En el mundo jardín de Farfallen, que una vez fue zona de recreo para los ricos de la senda, una secta desconocida de humanos bárbaros salió de los espesos bosques para masacrar a las comunidades imperiales aisladas que quedaban en aquel planeta.

La villa del gobernador de Solshen XIX, un mundo agrícola cuyos océanos estaban repletos de peces con los que alimentar a todas las colmenas de la senda, se transformó de la noche a la mañana en un osario dominado por demonios. Un culto liderado por el propio hijo del gobernador convocó a todas aquellas criaturas de la disformidad como respuesta a las visiones del Príncipe de las Mil Caras. El gobernador fue ahorcado con una soga hecha con su propia piel en uno de los acantilados cercanos a su villa. Muchos de los mundos colmena de la senda morirían de hambre ahora que Solshen XIX se había sumido en el caos y la anarquía.
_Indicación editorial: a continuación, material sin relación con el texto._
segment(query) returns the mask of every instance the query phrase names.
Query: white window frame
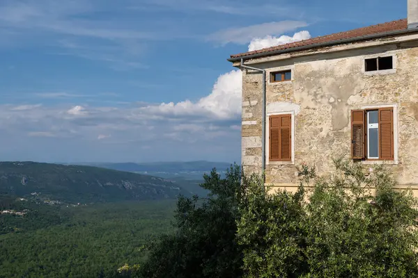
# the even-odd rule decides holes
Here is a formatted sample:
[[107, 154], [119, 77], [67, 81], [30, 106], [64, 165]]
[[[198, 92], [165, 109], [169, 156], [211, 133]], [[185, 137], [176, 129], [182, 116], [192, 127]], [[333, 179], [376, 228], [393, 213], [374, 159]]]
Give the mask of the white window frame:
[[[389, 70], [373, 70], [371, 72], [366, 72], [366, 60], [373, 59], [379, 57], [388, 57], [392, 56], [392, 65], [393, 68]], [[385, 75], [385, 74], [393, 74], [396, 73], [396, 67], [398, 65], [398, 56], [396, 52], [387, 51], [385, 53], [380, 53], [378, 54], [367, 55], [363, 58], [363, 65], [362, 65], [362, 71], [365, 75]]]
[[394, 109], [394, 160], [393, 161], [362, 161], [362, 164], [399, 164], [398, 148], [399, 148], [399, 117], [398, 115], [397, 104], [365, 104], [360, 107], [360, 109], [378, 109], [385, 108], [392, 108]]
[[[292, 65], [292, 66], [286, 66], [286, 67], [272, 67], [271, 69], [270, 69], [268, 72], [268, 76], [266, 76], [266, 79], [268, 79], [268, 84], [269, 85], [280, 85], [280, 84], [288, 84], [288, 83], [291, 83], [292, 81], [293, 81], [293, 76], [294, 76], [294, 70], [295, 70], [295, 66]], [[292, 74], [291, 79], [291, 80], [286, 80], [284, 81], [280, 81], [280, 82], [271, 82], [271, 76], [272, 76], [272, 74], [274, 73], [274, 72], [286, 72], [286, 71], [291, 71], [291, 73]]]
[[[370, 112], [372, 111], [377, 111], [378, 112], [378, 117], [379, 117], [379, 111], [378, 110], [372, 110], [372, 111], [366, 111], [367, 113], [367, 126], [366, 127], [367, 129], [367, 158], [369, 159], [379, 159], [379, 120], [378, 120], [378, 123], [375, 123], [375, 124], [370, 124], [369, 122], [369, 120], [370, 120], [370, 117], [369, 117], [369, 113]], [[373, 127], [371, 127], [370, 126], [373, 124]], [[377, 126], [377, 127], [374, 127], [374, 125]], [[378, 130], [378, 157], [371, 157], [370, 156], [370, 136], [369, 136], [369, 134], [370, 134], [370, 129], [375, 129]]]
[[[286, 82], [286, 81], [284, 81]], [[270, 117], [277, 115], [291, 115], [291, 161], [270, 161]], [[265, 165], [280, 165], [295, 164], [295, 111], [268, 113], [265, 117]]]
Muchos cultos salieron de sus escondites para propagar una destrucción sin sentido aparente. Cientos de lugares de culto fueron saqueados, muchos de ellos en la misma noche, como resultado de lo que parecía un ataque coordinado contra la Eclesiarquía y la Iglesia Imperial.

Aquello no podía durar mucho. Los cultos sólo podrían actuar hasta que los esfuerzos combinados del Arbites, la Marina Imperial y una población aterrorizada acabaran con ellos. De algún modo eso era lo peor de los levantamientos de la senda de San Evisser, tenían todos los indicios que hacían pensar en un final irremediable. Era la fase final de algo inmenso y terrible, en la que cultos escondidos durante siglos entregaban sus vidas para llevar a cabo los planes que les habían dictado oscuras voces dentro de sus cabezas.

La Eclesiarquía respondió con una rapidez poco común. La Orden de la Rosa Ensangrentada envió a Volcanis Ultor un preceptorio de Hermanas de Batalla para que fueran coordinadas por el cardenal Recoba, cuya solicitud de más tropas fue satisfecha por la Guardia Imperial mediante el XII.º Regimiento de Exploradores de Methalor y la infantería pesada de Balur. Incluso la Marina Espacial desvió a una parte de su flota de batalla que se encontraba cubriendo el largo viaje hasta Cadia. Alguien muy poderoso de la Eclesiarquía estaba muy preocupado por lo que estaba pasando en la senda. Pero aunque las Hermanas y la Guardia protegieran los lugares de culto, poco podían hacer para detener la escalada de herejía.

Ghargatuloth había hablado. Y para aquellos que sabían escuchar, sus palabras indicaron que la senda no tardaría mucho en verse sumida en el horror.